Die Gegenwart ist der Mittelpunkt des Universums. Du hältst den Schlüssel zum inneren Heiligtum in der Hand, sobald du Vergangenheit und Zukunft loslässt und in dein Herz kommst. So einfach ist das. Nimm einen tiefen Atemzug und sei gegenwärtig. Atme und sei. Das ist alles.
Für die meisten Menschen ist das nicht genügend Drama. Wir haben Angst davor, uns zu langweilen, und so erlauben wir uns, in irgendeine alte Geschichte abzudriften. Die Geschichte bringt alte Glaubensmuster und Gefühle an die Oberfläche, und wir nehmen sie wieder in uns auf. Wir finden das unterhaltsam. Das Problem ist, dass uns das erneut in die Angst zurücktreibt.
Rufen wir die Vergangenheit nicht wieder wach, greifen wir gedanklich der Zukunft vor. Wir planen und träumen. Wir holen unsere Scham und Angst herbei, indem wir die Vergangenheit mit der Zukunft verbinden. Das führt dazu, dass unsere Erfahrung die gleiche sein und unser Ego sich sicher fühlen wird.
Während wir die Vergangenheit wieder herholen und die Gedanken und Gefühle noch einmal durchleben, versuchen wir, zu planen, zu inszenieren oder an der Zukunft zu bauen. Naiv oder vielleicht romantisch, wie wir sind, erwarten wir, dass das Ergebnis diesmal anders sein wird. Das ist, als machte man eine Diät mit Kuchen und Eiscreme, um Gewicht zu verlieren. Das ist völlig absurd. Der Weg zu einer bedeutsamen Veränderung besteht darin, die Vergangenheit loszulassen, anstatt sie heranzuziehen oder sogar noch zu verstärken.
Menschen können eigenartige Geschöpfe sein. Sie werfen ihr Geld in einen Spielautomaten und spielen das gleiche Spiel immer und immer wieder in der Erwartung, den Jackpot zu knacken. Falls sie ihr Geld verlieren, glauben sie, dass ihre Zeit schon noch kommen wird. Sie scheinen der alten Geschichten und Luftschlösser nicht überdrüssig zu werden.
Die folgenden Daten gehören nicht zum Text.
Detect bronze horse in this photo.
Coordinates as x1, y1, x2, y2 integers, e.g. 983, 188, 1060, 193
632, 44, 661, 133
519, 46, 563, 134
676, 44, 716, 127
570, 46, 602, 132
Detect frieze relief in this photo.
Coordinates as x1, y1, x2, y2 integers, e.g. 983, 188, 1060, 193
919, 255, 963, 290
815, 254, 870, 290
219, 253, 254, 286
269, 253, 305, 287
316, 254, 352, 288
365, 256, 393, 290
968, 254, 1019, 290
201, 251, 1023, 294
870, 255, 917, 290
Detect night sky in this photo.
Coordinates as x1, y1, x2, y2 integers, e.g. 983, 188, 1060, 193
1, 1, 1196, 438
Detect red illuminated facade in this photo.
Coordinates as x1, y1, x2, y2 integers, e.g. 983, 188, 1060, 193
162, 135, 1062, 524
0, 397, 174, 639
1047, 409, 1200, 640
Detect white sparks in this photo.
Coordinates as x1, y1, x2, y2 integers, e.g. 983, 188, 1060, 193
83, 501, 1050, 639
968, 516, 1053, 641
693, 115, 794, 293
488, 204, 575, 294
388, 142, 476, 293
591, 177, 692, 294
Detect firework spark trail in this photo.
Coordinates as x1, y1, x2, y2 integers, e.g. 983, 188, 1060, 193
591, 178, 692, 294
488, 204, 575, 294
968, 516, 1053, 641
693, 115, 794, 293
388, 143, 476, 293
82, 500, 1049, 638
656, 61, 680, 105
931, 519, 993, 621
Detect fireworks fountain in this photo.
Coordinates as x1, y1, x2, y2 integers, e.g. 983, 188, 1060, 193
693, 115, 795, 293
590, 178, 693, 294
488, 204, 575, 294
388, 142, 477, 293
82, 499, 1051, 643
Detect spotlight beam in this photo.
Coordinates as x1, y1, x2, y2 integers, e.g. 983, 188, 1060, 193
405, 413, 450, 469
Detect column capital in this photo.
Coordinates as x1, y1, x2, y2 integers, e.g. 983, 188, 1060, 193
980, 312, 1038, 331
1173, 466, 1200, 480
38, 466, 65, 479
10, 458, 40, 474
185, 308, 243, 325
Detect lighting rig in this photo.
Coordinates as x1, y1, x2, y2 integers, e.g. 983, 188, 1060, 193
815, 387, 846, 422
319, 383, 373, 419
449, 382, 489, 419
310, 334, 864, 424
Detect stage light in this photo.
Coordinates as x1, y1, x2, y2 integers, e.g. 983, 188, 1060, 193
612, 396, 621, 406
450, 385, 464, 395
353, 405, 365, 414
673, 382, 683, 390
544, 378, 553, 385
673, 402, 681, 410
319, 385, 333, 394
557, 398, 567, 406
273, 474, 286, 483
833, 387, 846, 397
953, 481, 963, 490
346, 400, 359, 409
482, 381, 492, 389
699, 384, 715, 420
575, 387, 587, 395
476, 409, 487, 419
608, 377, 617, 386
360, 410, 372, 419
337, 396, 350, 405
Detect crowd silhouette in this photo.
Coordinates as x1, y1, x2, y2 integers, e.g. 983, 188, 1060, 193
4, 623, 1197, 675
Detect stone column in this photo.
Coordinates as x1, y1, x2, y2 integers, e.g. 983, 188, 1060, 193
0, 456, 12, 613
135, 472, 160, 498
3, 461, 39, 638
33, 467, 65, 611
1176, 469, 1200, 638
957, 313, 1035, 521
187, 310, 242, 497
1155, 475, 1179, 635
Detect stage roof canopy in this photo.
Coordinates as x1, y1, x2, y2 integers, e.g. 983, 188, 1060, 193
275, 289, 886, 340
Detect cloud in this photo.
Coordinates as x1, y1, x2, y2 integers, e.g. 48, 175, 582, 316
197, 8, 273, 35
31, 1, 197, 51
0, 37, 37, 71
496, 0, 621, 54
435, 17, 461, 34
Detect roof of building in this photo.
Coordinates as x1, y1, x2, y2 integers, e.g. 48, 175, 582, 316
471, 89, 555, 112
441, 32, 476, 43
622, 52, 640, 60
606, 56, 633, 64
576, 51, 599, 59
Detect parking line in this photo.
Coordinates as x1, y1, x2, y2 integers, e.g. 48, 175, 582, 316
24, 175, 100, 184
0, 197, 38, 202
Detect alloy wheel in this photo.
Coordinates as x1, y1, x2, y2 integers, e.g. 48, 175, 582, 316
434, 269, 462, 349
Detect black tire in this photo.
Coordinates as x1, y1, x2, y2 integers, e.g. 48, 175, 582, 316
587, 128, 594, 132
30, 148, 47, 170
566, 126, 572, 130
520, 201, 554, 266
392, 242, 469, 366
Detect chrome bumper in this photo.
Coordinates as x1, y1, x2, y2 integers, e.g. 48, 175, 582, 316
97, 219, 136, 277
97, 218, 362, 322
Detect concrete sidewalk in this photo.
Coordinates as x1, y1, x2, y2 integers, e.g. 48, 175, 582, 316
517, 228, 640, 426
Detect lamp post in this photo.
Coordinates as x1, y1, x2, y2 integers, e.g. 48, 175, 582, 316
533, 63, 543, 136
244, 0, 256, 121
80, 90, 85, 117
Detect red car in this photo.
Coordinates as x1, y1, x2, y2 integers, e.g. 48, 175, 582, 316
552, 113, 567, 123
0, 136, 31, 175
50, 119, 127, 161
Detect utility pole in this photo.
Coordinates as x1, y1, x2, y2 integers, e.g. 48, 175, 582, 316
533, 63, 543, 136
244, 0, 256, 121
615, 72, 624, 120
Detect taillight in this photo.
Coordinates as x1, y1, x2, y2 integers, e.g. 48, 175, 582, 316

Warum nehmen Menschen eigentlich Drogen? Sie möchten dem Augenblick entfliehen, vielleicht weil sie gelangweilt sind oder weil sie leiden. Also erweitern sie ihr Bewusstsein mit Chemie oder schnüren es ab. Sie schauen durch ein Kaleidoskop, und so sehen die Dinge wirklich cool und interessant aus. Nichts ist faszinierender als die Show, die sich in ihren Köpfen abspielt. Darüber vergessen sie, zur Arbeit zu gehen. Sie lassen das Abendessen ausfallen und suchen dann um drei Uhr nachts nach etwas Essbarem. Weißt du, wer nachts um drei auf der Straße ist?
Okay. Manche Menschen begreifen es einfach nicht, bis es ihnen ins Gesicht springt. Sei’s drum! Du kannst niemanden dazu zwingen, in der Gegenwart zu bleiben, wenn er Angst davor oder keine Lust dazu hat, hier zu sein.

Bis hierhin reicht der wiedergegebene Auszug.